De details van de juridische jurisdictie van India over Menser worden gegeven in de Notes, Memoranda and Letters Exchanged and Agreements under the Governments of India and China (Witboek IV voor de periode tussen september 1959 - maart 1960), gepubliceerd door het Ministerie van Buitenlandse Zaken , Overheid van India. Een paar archiefkaarten van vóór 1950 laten zelfs zien dat zowel Menser als Kailash deel uitmaakten van India.

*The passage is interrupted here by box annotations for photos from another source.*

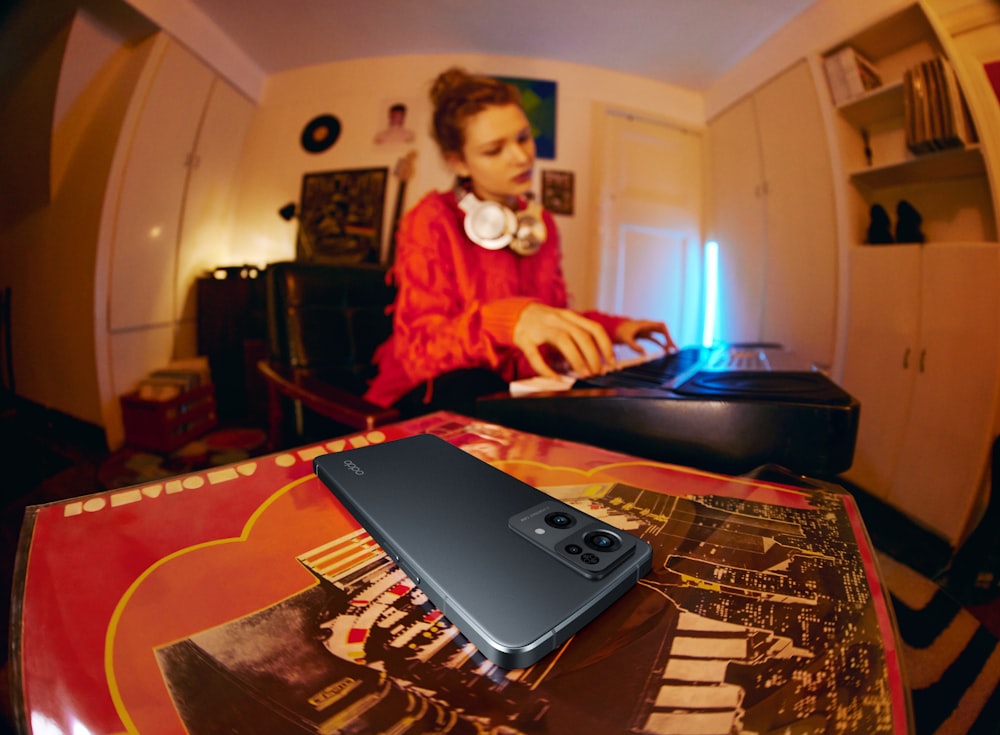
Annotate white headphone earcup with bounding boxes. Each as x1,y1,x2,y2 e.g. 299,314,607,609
459,192,517,250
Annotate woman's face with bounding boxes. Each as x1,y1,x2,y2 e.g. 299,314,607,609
448,105,535,204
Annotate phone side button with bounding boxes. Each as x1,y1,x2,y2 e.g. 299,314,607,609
396,559,420,585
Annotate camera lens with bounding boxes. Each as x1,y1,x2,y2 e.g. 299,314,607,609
584,531,621,551
545,511,576,528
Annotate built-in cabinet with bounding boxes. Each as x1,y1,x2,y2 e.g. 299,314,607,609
709,61,838,366
842,243,1000,544
97,35,253,447
826,4,997,244
823,3,1000,545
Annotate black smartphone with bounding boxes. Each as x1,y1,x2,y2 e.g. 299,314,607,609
313,434,652,669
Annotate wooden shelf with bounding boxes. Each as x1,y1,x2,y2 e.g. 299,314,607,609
837,81,903,128
851,145,986,189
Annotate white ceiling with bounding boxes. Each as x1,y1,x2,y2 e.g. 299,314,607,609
192,0,814,90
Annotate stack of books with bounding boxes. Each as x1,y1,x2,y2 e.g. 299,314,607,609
823,46,882,106
903,56,979,155
137,357,212,401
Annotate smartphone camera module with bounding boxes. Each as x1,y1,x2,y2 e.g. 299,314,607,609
545,511,576,528
583,531,622,551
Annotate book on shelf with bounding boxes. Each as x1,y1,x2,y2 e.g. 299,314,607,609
903,56,978,155
823,46,882,106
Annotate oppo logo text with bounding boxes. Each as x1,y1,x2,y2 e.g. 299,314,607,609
344,459,365,477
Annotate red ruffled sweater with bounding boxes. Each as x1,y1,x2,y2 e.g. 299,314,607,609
365,191,624,406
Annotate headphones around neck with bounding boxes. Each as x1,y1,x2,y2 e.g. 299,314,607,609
455,187,548,255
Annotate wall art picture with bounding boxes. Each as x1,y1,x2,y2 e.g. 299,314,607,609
497,77,557,160
296,167,389,263
542,171,574,215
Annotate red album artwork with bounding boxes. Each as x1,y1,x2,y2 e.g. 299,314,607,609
17,414,907,735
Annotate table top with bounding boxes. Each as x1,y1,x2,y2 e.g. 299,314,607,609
11,412,912,735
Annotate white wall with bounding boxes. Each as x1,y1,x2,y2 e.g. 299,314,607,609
232,55,704,308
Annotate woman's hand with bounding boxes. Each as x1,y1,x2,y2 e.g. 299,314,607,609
615,319,677,354
514,303,616,378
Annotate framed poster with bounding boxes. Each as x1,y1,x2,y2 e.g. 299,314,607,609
542,171,574,215
296,167,389,263
496,77,557,160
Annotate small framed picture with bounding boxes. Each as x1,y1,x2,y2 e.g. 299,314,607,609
296,168,389,263
542,171,573,215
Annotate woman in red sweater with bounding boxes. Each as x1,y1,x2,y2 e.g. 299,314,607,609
366,69,675,416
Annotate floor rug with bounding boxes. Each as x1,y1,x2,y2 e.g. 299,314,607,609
879,554,1000,735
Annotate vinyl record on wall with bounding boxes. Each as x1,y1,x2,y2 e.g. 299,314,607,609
302,115,340,153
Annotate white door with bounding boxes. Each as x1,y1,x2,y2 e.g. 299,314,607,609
597,109,702,344
892,243,1000,544
842,245,921,499
708,97,767,342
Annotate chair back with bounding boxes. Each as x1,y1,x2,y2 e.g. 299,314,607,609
265,261,396,395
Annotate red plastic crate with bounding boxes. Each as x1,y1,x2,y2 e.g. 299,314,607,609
121,384,219,452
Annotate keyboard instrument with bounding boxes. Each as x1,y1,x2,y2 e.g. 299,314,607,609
477,344,860,477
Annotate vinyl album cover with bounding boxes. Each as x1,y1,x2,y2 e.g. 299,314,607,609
11,413,909,735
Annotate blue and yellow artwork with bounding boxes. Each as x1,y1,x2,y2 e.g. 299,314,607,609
497,77,556,160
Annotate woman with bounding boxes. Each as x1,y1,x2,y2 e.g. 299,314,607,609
366,69,675,416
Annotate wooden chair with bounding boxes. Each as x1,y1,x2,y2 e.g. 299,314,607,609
257,261,399,450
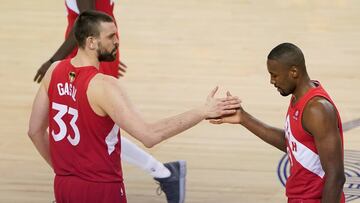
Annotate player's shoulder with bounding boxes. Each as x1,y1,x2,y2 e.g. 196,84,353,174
88,73,120,93
42,61,60,90
91,73,117,86
304,96,335,117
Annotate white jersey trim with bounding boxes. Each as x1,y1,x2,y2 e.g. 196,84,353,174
105,124,120,155
285,115,325,178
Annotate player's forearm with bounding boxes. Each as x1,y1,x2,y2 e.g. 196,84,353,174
144,108,205,147
240,111,286,152
321,172,345,203
29,132,52,167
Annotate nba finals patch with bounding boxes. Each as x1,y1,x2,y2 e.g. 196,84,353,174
277,119,360,202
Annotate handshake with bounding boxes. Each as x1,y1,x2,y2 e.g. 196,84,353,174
203,87,243,124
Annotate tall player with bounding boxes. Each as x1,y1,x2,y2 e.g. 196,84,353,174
28,11,240,203
210,43,345,203
34,0,186,203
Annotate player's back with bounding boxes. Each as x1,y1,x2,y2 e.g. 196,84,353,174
48,59,122,182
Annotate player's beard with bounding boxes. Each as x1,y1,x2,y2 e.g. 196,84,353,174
97,44,118,61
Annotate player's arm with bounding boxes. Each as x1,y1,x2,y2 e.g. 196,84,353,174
302,97,345,203
28,63,57,167
88,74,240,147
210,92,286,152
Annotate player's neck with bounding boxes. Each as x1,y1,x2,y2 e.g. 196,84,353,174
293,75,315,102
71,49,100,69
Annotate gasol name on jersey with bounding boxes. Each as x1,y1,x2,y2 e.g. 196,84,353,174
56,82,77,101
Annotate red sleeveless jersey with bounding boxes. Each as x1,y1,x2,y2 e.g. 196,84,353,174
48,59,123,182
285,81,344,202
65,0,120,78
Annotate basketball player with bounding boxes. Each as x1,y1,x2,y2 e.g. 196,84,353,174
28,10,240,203
34,0,186,203
210,43,345,203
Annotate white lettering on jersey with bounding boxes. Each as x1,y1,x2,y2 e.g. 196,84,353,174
105,124,120,155
285,115,325,178
51,102,80,146
56,82,77,101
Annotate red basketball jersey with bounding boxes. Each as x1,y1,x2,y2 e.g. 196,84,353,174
285,81,343,201
65,0,120,78
48,59,123,182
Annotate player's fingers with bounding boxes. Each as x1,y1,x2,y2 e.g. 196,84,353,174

Interessant is dat Tibetoloog Claude Arpi in zijn artikelen 'Little Bhutan in Tibet' en 'One Country That Has Not Been Nice' zei: 'Nehru, die aardig wilde zijn en zijn Panchsheel-overeenkomst wilde laten ondertekenen, had eenzijdig afstand gedaan van alle Indiase "koloniale" rechten over kleinere vorstendommen, waaronder het Indiase landgoed Menser & Kailash in 1953.' Arpi zegt echter dat Nehru op de hoogte was van de heerschappij van de maharadja van Kasjmir over Menser, maar zich ongemakkelijk voelde over dit Indiase bezit in de buurt van de berg Kailash - daarom gaf hij het op als een 'gebaar van goede wil jegens communistisch China'.

Deel dit artikel:

EU Reporter publiceert artikelen uit verschillende externe bronnen die een breed scala aan standpunten uitdrukken. De standpunten die in deze artikelen worden ingenomen, zijn niet noodzakelijk die van EU Reporter.